Research shows that effective social services can have a positive effect on helping youth make a successful transition to becoming productive and emotionally stable young adults. As a community partner, the Los Angeles Child Guidance Clinic (LACGC) is a nationally acclaimed research and trauma informed innovative mental health service provider for children and youth in Central and South Los Angeles. Through the Avis and Mark Ridley-Thomas Life Learning Center, LACGC provides individualized and trauma-informed field capable clinical services to youth ages 16 to 25 (including foster care and probation youth) with an emphasis on mental health, academic support, job training/placement, and recreational/social activities.

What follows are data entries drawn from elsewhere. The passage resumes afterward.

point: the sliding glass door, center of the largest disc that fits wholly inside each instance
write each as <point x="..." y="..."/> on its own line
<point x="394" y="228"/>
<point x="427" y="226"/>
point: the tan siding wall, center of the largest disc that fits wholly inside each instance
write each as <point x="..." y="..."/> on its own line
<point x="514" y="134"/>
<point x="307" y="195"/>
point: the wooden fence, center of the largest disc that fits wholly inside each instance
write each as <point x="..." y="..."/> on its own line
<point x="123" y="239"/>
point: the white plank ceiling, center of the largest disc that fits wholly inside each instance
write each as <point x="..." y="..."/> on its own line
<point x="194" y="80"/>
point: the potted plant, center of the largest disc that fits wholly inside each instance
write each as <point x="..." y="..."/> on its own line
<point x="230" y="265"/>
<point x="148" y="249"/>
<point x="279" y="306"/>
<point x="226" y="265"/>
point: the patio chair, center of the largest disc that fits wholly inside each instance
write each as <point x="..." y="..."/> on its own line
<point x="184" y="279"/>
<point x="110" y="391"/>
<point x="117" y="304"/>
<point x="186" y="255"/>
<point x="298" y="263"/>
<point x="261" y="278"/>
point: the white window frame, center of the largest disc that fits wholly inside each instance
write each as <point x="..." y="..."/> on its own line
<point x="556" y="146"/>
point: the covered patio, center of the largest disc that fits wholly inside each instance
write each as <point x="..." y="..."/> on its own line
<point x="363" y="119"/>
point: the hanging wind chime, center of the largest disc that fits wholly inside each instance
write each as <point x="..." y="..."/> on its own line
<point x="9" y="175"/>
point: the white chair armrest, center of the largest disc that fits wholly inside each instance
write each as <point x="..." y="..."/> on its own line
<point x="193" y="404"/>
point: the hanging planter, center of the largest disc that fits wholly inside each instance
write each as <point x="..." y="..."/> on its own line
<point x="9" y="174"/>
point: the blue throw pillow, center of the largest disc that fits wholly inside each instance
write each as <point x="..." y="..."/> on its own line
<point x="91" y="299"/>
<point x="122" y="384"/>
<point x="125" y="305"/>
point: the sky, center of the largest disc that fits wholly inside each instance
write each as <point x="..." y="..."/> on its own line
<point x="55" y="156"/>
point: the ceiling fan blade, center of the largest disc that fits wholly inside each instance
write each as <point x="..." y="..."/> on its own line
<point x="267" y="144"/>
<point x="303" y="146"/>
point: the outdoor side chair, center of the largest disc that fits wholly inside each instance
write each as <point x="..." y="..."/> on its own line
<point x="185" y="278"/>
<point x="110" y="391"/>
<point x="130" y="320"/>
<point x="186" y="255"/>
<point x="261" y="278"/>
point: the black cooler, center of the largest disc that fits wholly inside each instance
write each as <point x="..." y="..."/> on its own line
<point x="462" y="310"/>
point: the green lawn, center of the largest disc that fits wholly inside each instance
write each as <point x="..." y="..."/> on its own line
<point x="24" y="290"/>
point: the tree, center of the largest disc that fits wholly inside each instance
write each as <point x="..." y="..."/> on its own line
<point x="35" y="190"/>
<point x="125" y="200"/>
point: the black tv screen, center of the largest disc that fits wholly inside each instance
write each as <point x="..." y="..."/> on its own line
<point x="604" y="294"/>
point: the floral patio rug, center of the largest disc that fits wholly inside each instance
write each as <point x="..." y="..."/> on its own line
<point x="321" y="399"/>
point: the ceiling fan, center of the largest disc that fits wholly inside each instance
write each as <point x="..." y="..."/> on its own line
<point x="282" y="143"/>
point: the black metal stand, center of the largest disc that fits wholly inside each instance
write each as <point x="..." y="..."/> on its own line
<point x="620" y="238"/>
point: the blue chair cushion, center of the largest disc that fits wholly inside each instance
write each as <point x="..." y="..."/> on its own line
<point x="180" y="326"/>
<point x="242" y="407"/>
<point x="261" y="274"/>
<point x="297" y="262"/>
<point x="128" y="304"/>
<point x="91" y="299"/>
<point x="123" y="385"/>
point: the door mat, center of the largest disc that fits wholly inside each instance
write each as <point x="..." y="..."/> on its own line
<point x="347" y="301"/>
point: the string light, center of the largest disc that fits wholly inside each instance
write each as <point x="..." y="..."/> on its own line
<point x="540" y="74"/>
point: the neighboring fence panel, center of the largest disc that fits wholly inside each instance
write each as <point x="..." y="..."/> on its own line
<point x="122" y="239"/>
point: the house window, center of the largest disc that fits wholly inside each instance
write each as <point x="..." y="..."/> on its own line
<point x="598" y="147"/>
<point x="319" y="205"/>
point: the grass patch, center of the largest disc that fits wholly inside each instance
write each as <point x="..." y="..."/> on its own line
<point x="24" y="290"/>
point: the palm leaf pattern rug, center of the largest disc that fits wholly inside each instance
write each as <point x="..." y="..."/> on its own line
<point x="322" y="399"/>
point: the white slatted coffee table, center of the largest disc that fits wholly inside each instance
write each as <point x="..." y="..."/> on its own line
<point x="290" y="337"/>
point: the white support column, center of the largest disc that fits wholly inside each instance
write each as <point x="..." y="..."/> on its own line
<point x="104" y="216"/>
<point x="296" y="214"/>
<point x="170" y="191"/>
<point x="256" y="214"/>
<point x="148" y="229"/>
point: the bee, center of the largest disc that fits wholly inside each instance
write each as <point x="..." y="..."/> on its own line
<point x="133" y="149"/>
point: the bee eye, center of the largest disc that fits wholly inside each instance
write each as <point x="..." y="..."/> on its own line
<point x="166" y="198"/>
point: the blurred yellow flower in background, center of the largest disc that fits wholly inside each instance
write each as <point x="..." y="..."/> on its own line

LACGC recently purchased a 10,000 square foot building to move the Life Learning Center from its current location to a newly renovated and reimagined space. Facilities and programming will be appropriately designed for transition-age youth ensuring they have expanded access to quality mental health and social services that contribute to their physical health and emotional well-being.

The Life Learning Center will provide access to:

  • affordable, safe, and stable housing;
  • educational support leading to achievement in high school, postsecondary and/or vocational degrees/certification;
  • employment with living wages and/or have access to career training to achieve life-long economic stability;
  • and, strong connections to a positive support system, including guidance from mental health professionals, family members and caring adults.

In order to achieve these objectives, LACGC has launched a capital campaign, Building Success with a goal to raise $4.2 million to secure philanthropic contributions from both the public and private sources. Construction is scheduled to be completed by summer 2018.

The building renovations will reflect the unique programming that takes place within by virtue of its interior layout, functions, and circulation. The focus will be on addressing the seemingly divergent needs of security vs. welcoming openness; formal clinical support vs. creative activity; and client privacy vs. engagement. This will be accomplished by sublimating the traditional visual appearance of a clinic in favor of an apparent recreational, artistic, and social "drop-in" center that bridges, attracts, and sustains the involvement of at-risk transition-age youth.